A grande lição dos choques do petróleo da década de 1970 foi que, em meados da década de 1980, havia um excedente global. As forças do mercado certamente fornecerão o mesmo resultado em tempo. O impacto de curto prazo também será gerenciável. As ações necessárias são amortecer o choque sobre os vulneráveis e incentivar os ajustes necessários, que podem incluir a reabertura de emergência dos campos de gás.

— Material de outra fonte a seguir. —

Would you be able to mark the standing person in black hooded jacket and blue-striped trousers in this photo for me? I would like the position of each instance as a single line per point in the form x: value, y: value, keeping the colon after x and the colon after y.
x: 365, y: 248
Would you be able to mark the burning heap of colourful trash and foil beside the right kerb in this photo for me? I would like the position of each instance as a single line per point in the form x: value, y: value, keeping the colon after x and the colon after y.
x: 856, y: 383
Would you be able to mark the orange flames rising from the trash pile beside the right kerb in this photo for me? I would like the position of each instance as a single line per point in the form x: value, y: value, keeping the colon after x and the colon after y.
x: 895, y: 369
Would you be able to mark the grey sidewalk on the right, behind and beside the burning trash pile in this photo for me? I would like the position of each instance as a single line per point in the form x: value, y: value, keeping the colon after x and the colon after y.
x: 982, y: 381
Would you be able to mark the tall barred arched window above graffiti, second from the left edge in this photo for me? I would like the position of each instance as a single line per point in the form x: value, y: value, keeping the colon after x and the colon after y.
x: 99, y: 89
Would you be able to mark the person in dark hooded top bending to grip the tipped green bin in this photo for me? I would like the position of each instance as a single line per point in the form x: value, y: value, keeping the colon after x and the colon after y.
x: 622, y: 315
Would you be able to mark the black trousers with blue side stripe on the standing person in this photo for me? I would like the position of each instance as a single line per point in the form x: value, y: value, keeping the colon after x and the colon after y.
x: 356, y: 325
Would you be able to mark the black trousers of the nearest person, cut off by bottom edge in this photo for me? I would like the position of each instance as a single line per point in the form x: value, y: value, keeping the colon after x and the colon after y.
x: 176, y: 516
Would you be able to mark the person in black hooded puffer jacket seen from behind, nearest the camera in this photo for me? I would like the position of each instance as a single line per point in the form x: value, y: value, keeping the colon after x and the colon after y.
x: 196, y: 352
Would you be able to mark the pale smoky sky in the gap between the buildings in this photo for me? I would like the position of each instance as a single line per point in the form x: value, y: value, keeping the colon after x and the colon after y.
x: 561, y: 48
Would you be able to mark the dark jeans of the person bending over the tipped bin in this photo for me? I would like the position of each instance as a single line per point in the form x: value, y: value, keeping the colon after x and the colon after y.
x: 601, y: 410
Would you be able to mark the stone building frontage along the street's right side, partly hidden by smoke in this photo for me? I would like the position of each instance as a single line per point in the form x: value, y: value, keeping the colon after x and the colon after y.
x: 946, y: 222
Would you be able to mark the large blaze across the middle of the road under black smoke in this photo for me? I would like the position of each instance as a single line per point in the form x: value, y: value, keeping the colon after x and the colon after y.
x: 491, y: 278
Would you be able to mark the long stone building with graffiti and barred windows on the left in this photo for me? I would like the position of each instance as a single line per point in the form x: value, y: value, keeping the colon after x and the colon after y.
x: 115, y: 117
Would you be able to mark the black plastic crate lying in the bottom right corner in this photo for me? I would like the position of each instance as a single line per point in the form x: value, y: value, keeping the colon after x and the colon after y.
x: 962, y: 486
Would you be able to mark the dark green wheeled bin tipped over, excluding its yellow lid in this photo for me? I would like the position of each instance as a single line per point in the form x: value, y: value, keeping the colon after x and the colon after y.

Ursula von der Leyen, presidente da Comissão Europeia, afirmou que o objetivo da política agora deve ser reduzir o pico de demanda de eletricidade, limitar o preço do gás de gasoduto, ajudar consumidores e empresas vulneráveis com receitas extraordinárias do setor de energia e ajudar os produtores de eletricidade que enfrentam desafios de liquidez causados pela volatilidade do mercado. Tudo isso é sensato, até agora.

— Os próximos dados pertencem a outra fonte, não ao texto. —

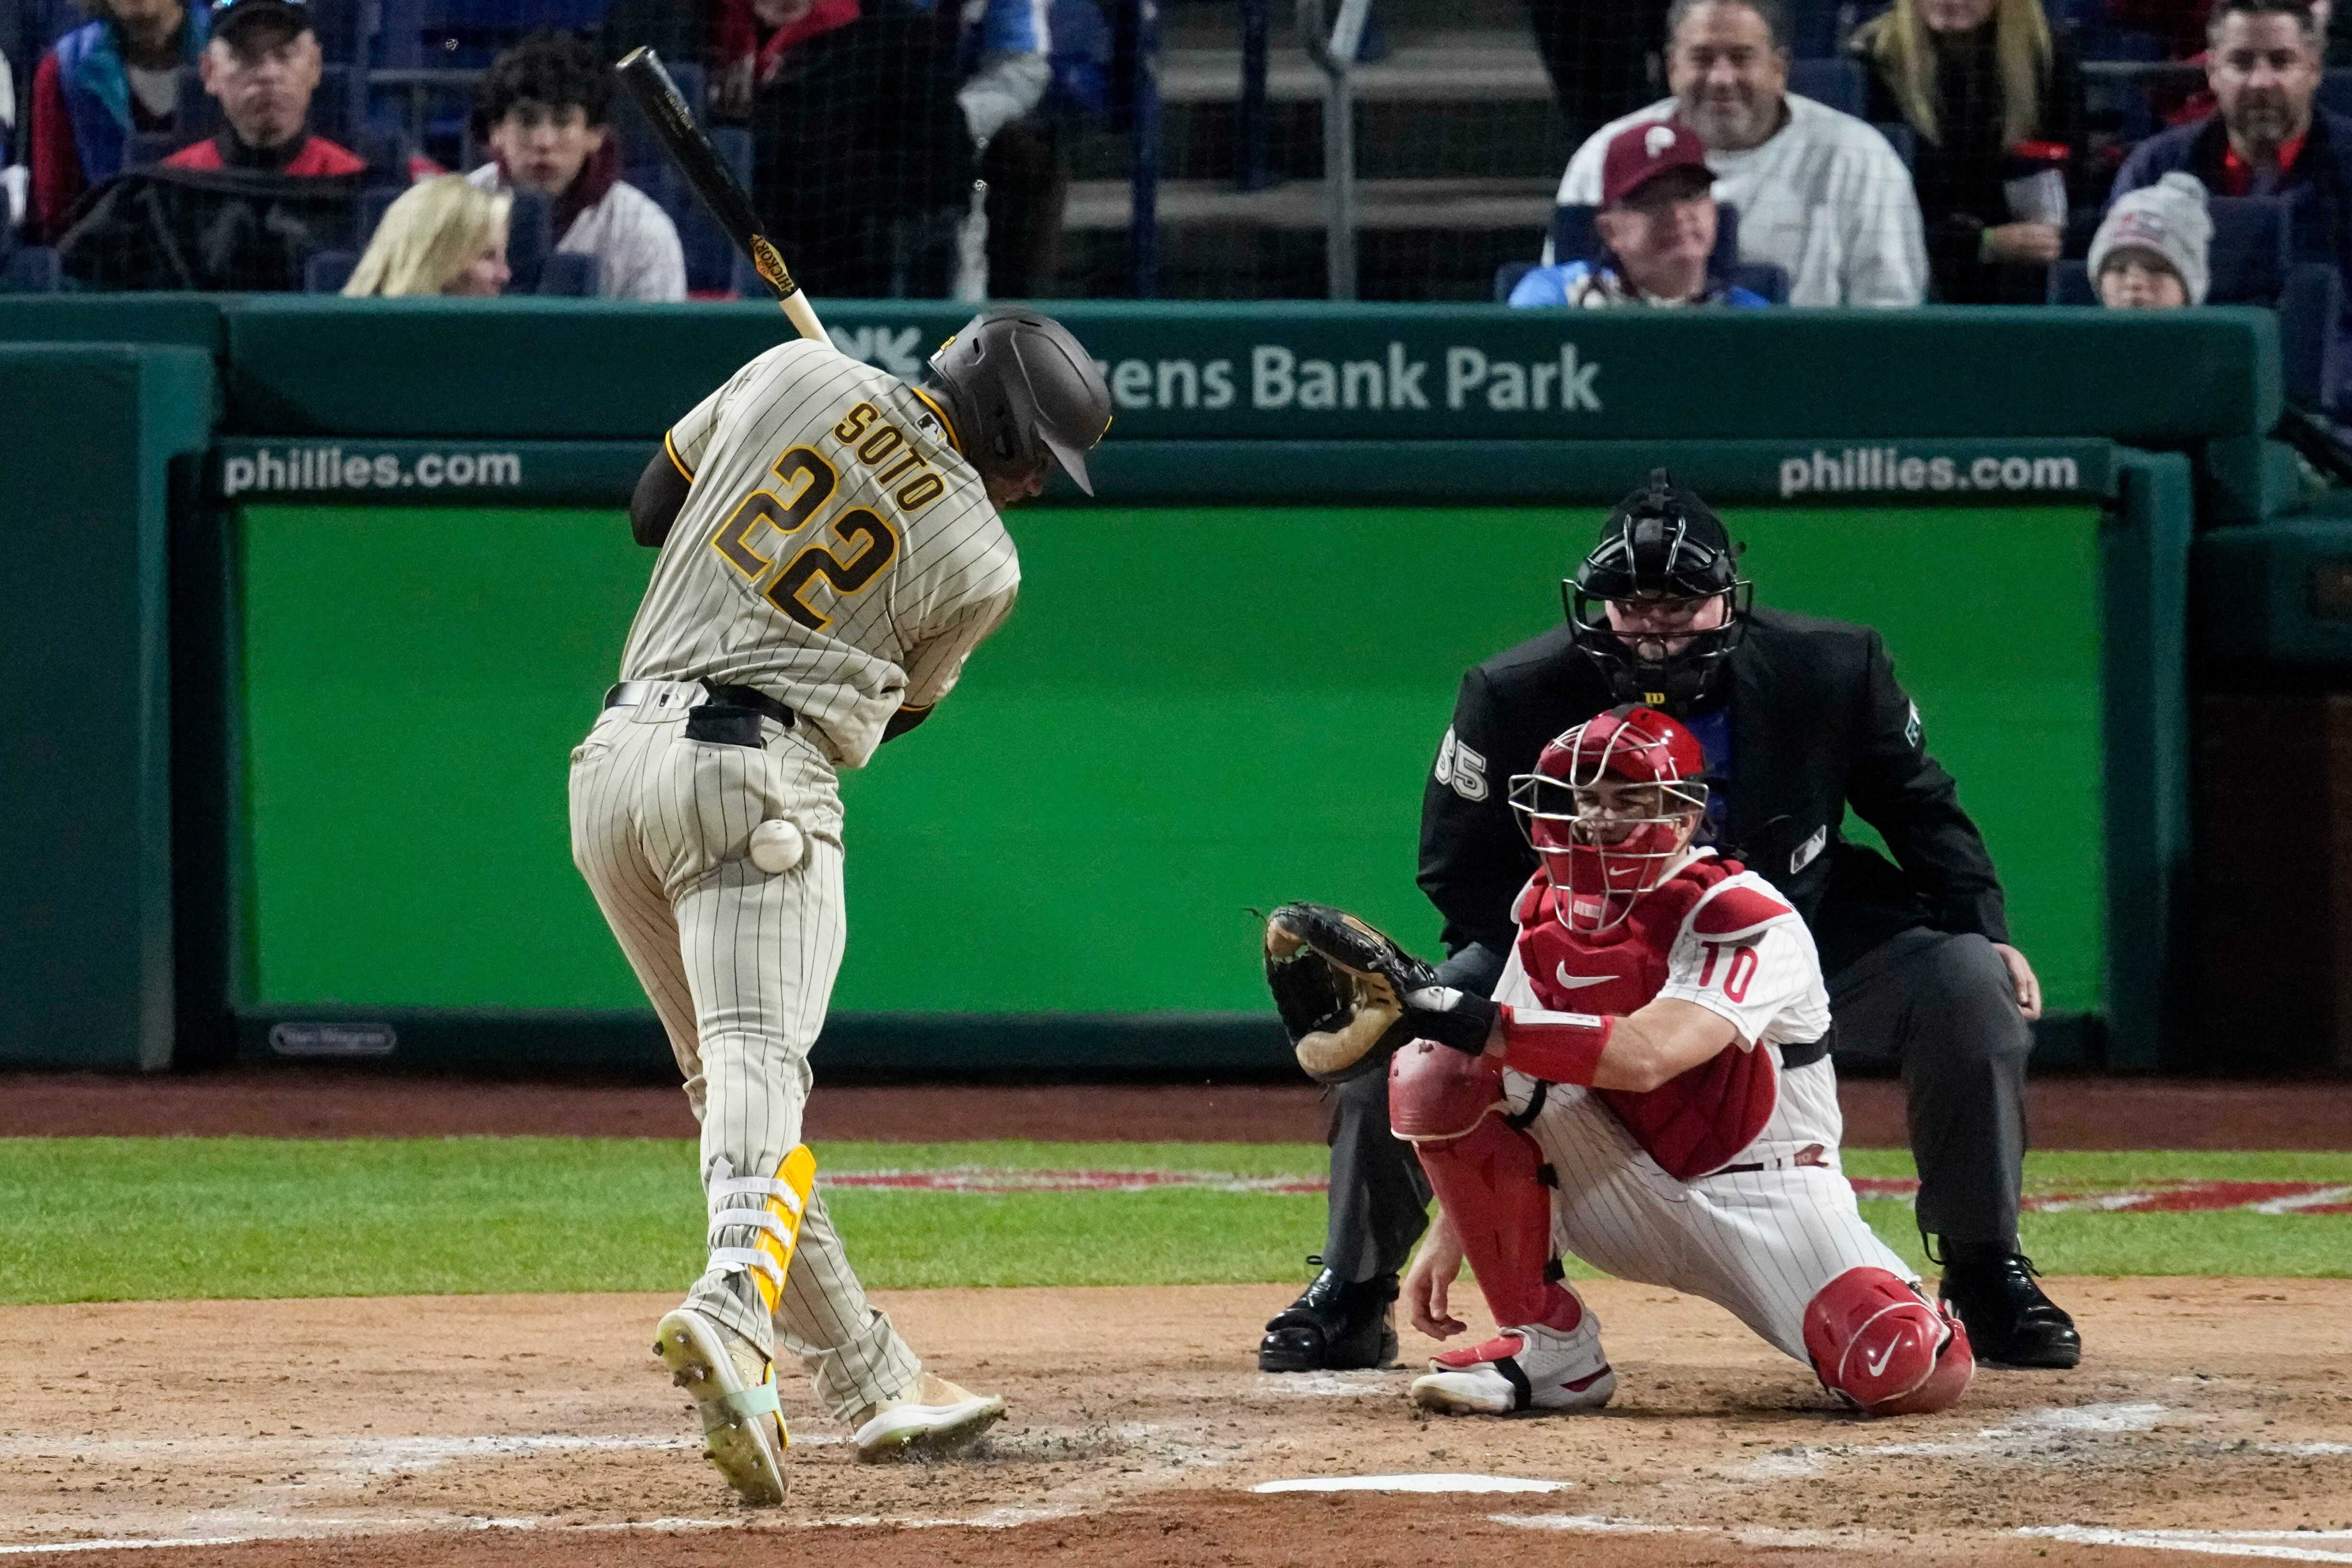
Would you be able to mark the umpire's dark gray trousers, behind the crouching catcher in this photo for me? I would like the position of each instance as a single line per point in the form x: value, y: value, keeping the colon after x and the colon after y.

Um aspecto crucial desta crise é que, como a da Covid, mas ao contrário da crise financeira, quase todos os países europeus são afetados negativamente, sendo a Noruega a grande exceção. Neste caso, sobretudo, a Alemanha está entre os mais vulneráveis. Isso significa que o choque, e também a resposta, são comuns: é uma situação compartilhada. Mas também é verdade que os membros individuais não apenas enfrentam desafios que diferem em gravidade, como também possuem capacidade fiscal substancialmente diferente. Para que a zona do euro passe por esse desafio com sucesso, a questão de compartilhar recursos fiscais voltará a surgir. Em última análise, será insustentável esperar que o Banco Central Europeu seja o principal respaldo fiscal em tal crise. No entanto, se os países mais fracos fossem abandonados, as consequências políticas seriam terríveis.

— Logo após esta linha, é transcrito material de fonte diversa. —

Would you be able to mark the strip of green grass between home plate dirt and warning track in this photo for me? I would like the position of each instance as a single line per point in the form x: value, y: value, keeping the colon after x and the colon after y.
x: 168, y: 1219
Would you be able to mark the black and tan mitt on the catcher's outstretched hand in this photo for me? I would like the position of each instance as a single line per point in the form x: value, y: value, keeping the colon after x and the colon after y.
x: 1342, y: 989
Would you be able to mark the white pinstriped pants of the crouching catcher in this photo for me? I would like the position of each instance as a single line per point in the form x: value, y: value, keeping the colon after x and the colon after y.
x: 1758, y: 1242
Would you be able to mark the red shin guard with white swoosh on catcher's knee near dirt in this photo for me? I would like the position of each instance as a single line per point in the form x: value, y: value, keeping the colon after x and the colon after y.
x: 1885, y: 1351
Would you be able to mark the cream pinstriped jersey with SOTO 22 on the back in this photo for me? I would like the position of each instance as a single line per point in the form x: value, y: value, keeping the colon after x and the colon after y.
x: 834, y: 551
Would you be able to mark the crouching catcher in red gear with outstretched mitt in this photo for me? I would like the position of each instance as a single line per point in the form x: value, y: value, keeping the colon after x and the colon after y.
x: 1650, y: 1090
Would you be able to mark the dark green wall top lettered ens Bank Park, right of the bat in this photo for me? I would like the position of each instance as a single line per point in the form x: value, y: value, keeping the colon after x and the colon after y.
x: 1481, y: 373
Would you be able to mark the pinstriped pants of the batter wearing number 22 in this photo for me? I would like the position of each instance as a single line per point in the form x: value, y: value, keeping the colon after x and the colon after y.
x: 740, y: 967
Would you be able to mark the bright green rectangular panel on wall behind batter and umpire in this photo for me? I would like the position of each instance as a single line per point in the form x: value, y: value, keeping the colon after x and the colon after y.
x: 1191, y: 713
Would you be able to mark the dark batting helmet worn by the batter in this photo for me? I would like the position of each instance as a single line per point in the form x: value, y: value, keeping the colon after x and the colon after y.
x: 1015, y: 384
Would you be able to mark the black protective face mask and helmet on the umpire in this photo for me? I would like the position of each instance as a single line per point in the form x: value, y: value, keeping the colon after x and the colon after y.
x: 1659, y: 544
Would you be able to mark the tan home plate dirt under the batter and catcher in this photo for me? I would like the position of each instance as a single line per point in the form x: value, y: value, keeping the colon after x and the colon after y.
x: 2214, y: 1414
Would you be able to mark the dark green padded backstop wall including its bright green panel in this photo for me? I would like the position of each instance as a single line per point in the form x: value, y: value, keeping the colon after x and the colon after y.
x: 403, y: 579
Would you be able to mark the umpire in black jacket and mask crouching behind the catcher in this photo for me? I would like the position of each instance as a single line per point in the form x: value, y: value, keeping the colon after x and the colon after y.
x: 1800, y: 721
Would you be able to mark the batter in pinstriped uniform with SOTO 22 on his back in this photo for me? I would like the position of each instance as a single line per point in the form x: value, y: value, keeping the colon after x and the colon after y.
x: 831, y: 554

Pelo menos mais duas grandes questões surgem. A mais estreita é o papel do Reino Unido sob sua nova primeira-ministra, Liz Truss. Ela tem uma opção imediata: consertar as cercas do país com seus aliados europeus em resposta à ameaça compartilhada de Putin, ou romper o tratado que seu antecessor fez para "concluir o Brexit". Os europeus, com razão, não esquecerão nem perdoarão se ela escolher o último nesta hora de necessidade.
A segunda questão, muito maior, é a mudança climática. Como escreve Fatih Birol, da Agência Internacional de Energia, esta não é uma "crise de energia limpa", mas o oposto. Precisamos de muito mais energia limpa, tanto por causa dos riscos climáticos quanto para reduzir a dependência de fornecedores inconfiáveis de combustíveis fósseis. Aprendemos essa lição na década de 1970. Estamos aprendendo novamente. O argumento para uma revolução energética tornou-se mais forte, não mais fraco.
A forma como a Europa responderá a esta crise moldará seu futuro imediato e em longo prazo. Ela deve resistir à chantagem de Putin. Deve ajustar-se, cooperar e resistir. Esse é o cerne da questão.